Although cancer cells initially respond to vinorelbine (NVB), the acquisition of resistance to the treatment is the main cause of chemotherapeutic failure in lung cancer. The intrinsic mechanism of drug resistance induced by NVB in lung cancer is not clear and tumor cell models to study NVB resistance have not been widely studied.
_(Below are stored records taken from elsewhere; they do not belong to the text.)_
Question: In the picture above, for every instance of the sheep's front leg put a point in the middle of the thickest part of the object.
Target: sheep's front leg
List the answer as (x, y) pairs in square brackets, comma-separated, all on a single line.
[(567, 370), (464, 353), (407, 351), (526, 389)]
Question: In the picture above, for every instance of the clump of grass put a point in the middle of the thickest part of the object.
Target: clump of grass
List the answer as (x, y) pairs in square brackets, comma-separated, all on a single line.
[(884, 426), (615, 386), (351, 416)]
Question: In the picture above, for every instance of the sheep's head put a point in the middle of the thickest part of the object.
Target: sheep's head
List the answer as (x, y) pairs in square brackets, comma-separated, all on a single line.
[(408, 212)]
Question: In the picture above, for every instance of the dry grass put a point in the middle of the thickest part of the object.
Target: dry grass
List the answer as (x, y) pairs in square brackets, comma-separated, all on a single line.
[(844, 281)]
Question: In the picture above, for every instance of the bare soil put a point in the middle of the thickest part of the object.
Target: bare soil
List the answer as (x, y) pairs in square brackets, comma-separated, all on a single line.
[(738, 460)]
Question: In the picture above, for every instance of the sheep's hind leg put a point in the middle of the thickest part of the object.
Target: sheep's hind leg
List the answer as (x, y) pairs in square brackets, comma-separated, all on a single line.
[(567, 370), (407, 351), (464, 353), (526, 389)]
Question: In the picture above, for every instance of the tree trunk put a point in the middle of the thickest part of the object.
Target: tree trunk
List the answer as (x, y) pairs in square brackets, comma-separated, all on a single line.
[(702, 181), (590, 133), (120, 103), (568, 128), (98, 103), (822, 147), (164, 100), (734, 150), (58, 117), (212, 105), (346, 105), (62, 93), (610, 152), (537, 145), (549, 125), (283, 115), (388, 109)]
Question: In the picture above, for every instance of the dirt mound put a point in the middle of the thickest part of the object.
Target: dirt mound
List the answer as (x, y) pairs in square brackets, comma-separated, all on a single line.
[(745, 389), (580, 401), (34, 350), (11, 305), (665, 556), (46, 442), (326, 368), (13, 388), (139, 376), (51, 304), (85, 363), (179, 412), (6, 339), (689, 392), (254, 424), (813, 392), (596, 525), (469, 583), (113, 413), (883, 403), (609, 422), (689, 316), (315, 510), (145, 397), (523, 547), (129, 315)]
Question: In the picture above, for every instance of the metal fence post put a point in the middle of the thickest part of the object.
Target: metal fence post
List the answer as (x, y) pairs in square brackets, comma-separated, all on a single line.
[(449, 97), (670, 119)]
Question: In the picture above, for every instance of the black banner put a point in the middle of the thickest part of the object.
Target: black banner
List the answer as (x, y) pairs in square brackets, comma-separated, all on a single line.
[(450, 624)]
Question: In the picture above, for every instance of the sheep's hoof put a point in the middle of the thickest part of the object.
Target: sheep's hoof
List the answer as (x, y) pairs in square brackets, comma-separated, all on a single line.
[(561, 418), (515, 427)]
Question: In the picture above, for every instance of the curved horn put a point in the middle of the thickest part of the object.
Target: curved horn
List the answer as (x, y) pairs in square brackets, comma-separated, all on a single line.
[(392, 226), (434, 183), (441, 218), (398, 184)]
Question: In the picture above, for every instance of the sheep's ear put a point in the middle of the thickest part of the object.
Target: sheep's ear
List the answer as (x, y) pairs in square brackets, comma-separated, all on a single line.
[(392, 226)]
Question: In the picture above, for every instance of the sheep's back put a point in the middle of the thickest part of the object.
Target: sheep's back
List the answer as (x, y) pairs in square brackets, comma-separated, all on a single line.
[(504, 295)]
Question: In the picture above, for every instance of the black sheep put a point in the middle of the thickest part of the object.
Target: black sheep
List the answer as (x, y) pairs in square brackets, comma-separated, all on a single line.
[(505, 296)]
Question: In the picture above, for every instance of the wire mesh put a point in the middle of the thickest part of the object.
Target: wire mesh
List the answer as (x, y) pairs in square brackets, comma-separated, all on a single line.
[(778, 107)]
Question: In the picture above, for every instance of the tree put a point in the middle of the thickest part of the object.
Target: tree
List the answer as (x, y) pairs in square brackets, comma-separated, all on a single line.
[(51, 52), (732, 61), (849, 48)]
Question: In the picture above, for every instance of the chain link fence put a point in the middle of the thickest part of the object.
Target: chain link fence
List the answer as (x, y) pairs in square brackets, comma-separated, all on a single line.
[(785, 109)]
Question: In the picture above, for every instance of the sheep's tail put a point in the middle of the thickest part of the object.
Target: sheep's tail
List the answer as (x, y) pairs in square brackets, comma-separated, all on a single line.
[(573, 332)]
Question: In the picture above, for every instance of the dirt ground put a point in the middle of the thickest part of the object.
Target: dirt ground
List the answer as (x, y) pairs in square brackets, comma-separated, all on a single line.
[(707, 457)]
We previously established a NVB resistant cell line, Anip973/NVB, derived from the Anip973 lung adenocarcinoma cell line. The aim of this study was to investigate the molecular mechanisms involved in the resistance to NVB in lung adenocarcinoma. Genetic profiles of Anip973/NVB and Anip973 cells were compared by microarray analysis and qRT-PCR. Tumor xenografts were obtained by grafting Anip973/NVB and Anip973 cells into nude mice and the xenograft response to NVB or control treatment was evaluated. Morphological assessment of xenograft tissues was performed by transmission electron microscopy (TEM). Immunohistochemistry (IHC) was used to compare Bcl-2 and MRP3 protein expression in xenografts. Fifty-five up-regulated genes and 88 down-regulated genes in Anip973/NVB cells compared with Anip973 cells were identified by cDNA microarray analysis. Up-regulation of MRP3 and Bcl-2 was confirmed by qRT-PCR. NVB inhibits xenografts of Anip973 growth but did not affect xenografts of Anip973/NVB growth. Ultrastructural changes observed by TEM showed that NVB induces apoptosis in the Anip973-treated group but not in the Anip973/NVB-treated group. Higher expression rates of Bcl-2 and MRP3 were observed in Anip973/NVB xenograft cells compared with Anip973 xenograft cells by IHC. In conclusion, in the present study, we identified a set of genes responsible for multidrug resistance in Anip973/NVB cells. Among them, MRP3 and Bcl-2 may participate in lung adenocarcinoma multidrug resistance induced by NVB.